Consideremos outrossim os seguintes julgados:

AGRAVO DE INSTRUMENTO. NEGÓCIOS JURÍDICOS BANCÁRIOS. AÇÃO REVISIONAL. CUMPRIMENTO DE SENTENÇA. OFERECIMENTO DE IMPUGNAÇÃO. NECESSIDADE DE PRÉVIA PENHORA.

Na fase de cumprimento de sentença, a prévia penhora ou segurança do juízo são pressupostos para o recebimento da impugnação, nos termos do disposto no art. 475-J, § 1º, do Código de Processo Civil, com a redação dada pela Lei n. 11.232/05. AGRAVO DE INSTRUMENTO IMPROVIDO. (TJRS - AI 70034797316; São Lourenço do Sul; Segunda Câmara Especial Cível; Relª Desª Lúcia de Fátima Cerveira; Julg. 25/08/2010; DJERS 06/09/2010)

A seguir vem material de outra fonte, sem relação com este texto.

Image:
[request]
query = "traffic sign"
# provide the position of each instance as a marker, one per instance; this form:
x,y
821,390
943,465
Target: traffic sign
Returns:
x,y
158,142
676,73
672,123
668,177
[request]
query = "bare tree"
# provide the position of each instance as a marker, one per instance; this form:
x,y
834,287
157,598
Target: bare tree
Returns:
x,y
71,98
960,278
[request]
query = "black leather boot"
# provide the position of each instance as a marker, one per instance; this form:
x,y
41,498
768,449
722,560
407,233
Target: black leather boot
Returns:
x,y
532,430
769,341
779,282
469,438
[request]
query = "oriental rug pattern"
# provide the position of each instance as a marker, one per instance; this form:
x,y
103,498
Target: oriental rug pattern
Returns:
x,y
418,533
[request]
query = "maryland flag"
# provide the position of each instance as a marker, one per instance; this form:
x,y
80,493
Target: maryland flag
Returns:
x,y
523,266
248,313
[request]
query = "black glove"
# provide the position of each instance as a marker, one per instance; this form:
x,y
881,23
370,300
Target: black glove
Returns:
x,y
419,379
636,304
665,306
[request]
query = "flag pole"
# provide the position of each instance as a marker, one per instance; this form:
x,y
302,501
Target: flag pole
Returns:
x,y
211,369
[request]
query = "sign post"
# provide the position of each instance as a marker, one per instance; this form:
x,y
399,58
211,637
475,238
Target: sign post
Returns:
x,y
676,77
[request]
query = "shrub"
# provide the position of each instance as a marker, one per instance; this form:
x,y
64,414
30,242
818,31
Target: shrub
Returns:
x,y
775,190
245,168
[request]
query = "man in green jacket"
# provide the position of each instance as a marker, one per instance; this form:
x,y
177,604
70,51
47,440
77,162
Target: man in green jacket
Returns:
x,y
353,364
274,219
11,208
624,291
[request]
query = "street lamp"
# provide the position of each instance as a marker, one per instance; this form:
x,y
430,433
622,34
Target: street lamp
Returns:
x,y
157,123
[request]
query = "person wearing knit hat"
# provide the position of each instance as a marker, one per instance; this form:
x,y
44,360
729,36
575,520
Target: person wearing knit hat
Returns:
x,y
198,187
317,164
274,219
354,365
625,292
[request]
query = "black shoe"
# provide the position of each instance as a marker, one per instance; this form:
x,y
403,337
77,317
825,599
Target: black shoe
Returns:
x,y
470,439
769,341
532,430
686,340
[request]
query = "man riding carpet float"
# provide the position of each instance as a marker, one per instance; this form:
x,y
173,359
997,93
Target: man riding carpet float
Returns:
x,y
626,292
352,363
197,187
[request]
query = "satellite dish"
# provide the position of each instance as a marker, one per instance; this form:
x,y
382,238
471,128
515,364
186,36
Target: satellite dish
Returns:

PROCESSUAL CIVIL. CUMPRIMENTO DE SENTENÇA. CONDENAÇÃO AO PAGAMENTO DE QUANTIA CERTA. IMPUGNAÇÃO OFERECIDA ANTES DE SEGURO O JUÍZO, ALEGANDO EXCESSO DE EXECUÇÃO. DETERMINAÇÃO PARA QUE SE AGUARDE A PENHORA E AVALIAÇÃO. RECURSO SUSTENTANDO A DESNECESSIDADE DE ESTAR SEGURO O JUÍZO PELA CONSTRIÇÃO E AVALIAÇÃO. DISPENSA QUE, COM AS REFORMAS, OCORREU APENAS PARA O USO DA AÇÃO INCIDENTAL DE EMBARGOS DO DEVEDOR, NA EXECUÇÃO DE TÍTULO EXTRAJUDICIAL.

Para o oferecimento de impugnação, alegando excesso de execução, no cumprimento de sentença condenando ao pagamento de quantia certa, necessário estar seguro o juízo pela penhora ou depósito, e avaliação. (TJSP; AI 990.10.127055-2; Ac. 4647750; Itatiba; Segunda Câmara de Direito Privado; Rel. Des. Boris Kauffmann; Julg. 10/08/2010; DJESP 01/09/2010)                      

AGRAVO DE INSTRUMENTO. CONTRATO DE PARTICIPAÇÃO FINANCEIRA. FASE DE CUMPRIMENTO DE SENTENÇA. IMPUGNAÇÃO AO CÁLCULO RELATIVO ÀS AÇÕES FALTANTES.

1. Conhecimento da impugnação. Requisitos legais atendidos.

2. Tempestividade da impugnação. O termo inicial do prazo para oferecer impugnação ao cumprimento de sentença deve ocorrer a partir da intimação do auto de penhora e avaliação. Exegese do artigo 475-J, §1º, do CPC.

3. Deserção. Inocorrência. Pagamento das custas efetivado no prazo legal. AGRAVO DE INSTRUMENTO DESPROVIDO. UNÂNIME. (TJRS - AI 70034012427; Porto Alegre; Primeira Câmara Especial Cível; Relª Desª Isabel Dias Almeida; Julg. 10/08/2010; DJERS 19/08/2010)

Neste importe, temos que a Legislação Adjetiva Civil apenas dispensou a garantia de penhora, quando a execução for de título executivo extrajudicial. (CPC, art. 736). No entanto, no que tange à execução de título judicial, há textualmente a exigência prévia da garantia do juízo. (CPC, art. 475-J, § 1º)

Em arremate, em havendo constrição judicial de ativos financeiros, via Bacen-Jud, e, querendo a parte executada manejar defesa, esta deverá acautelar-se e requerer o bloqueio dos valores seja reduzido a termo, na forma de penhora. Após tal ato processual, com a devida intimação, apresentar a impugnação ao cumprimento de sentença.